Fragmin (dalteparin sodium), a type of heparin that works as an anticoagulant, was approved by the FDA May 16 to treat symptomatic venous thromboembolism (VTE) in pediatric patients aged one month and up.

The FDA originally approved Fragmin, which is manufactured by Pfizer, in 1994, but that indication only applied to adults. The agency’s latest approval is for subcutaneous use of Fragmin in young patients with VTE, making the drug the first-ever blood thinner cleared for use in infants.

“Most children who have VTE are fighting a serious underlying primary illness such as cancer or congenital heart disease,” Richard Pazdur, MD, director of the FDA’s Oncology Center of Excellence, said in a statement. “Not only are they fighting a serious illness, having a condition like VTE can then lead to significant complications and even death. Prior to this approval, there had been no FDA-approved therapies to treat VTE in pediatric patients.”
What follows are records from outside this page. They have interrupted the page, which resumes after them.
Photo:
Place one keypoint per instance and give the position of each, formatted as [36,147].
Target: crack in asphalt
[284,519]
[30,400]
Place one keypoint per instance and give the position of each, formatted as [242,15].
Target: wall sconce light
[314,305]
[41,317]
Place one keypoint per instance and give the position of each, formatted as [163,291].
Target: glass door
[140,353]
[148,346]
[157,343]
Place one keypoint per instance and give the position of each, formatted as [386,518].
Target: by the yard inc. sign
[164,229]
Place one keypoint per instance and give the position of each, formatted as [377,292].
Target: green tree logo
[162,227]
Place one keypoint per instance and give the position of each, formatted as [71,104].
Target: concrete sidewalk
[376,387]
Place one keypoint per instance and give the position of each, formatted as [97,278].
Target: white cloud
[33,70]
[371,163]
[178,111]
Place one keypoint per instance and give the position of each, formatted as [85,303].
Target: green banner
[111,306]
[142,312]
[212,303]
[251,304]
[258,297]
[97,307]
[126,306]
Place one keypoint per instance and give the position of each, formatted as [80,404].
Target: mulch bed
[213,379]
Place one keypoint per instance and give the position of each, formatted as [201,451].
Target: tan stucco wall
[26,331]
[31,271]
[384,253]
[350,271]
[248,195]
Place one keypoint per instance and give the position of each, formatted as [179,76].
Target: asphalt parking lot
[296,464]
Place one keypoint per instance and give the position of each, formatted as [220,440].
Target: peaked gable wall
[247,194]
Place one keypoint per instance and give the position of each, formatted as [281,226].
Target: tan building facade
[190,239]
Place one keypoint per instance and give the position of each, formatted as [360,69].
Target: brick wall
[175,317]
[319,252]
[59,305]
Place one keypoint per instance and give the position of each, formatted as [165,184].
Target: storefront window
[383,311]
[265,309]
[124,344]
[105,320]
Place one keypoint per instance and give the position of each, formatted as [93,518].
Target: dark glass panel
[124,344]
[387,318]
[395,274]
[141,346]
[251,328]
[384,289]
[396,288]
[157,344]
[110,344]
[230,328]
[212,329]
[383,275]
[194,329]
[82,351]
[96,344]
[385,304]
Given that unmet need, Pazdur said Pfizer’s application for Fragmin was fast-tracked for priority review. The medication’s efficacy is based on a single trial of 38 pediatric patients with symptomatic deep vein thrombosis or pulmonary embolism, and after being treated with Fragmin for up to three months, 21 patients achieved resolution of their qualifying VTE, 7 showed regression, 2 showed no change and 1 experienced recurrence of VTE. No patients saw progression of their condition.
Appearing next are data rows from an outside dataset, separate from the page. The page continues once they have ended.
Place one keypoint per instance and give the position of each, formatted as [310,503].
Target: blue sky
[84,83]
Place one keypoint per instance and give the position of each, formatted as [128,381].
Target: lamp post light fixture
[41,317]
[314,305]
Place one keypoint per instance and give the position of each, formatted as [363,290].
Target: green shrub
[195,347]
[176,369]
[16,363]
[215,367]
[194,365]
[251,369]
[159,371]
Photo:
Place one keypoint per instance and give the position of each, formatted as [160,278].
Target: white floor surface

While Fragmin eases VTE, which is associated with increased risks of in-hospital mortality, recurrent VTE and post-thrombotic syndrome, it also comes with its fair share of side effects. Patients commonly experience bleeding, including hemorrhage, thrombocytopenia, hematoma or pain at the injection site, so the FDA advises they to undergo regular blood count lab tests and says healthcare providers should monitor their patients closely.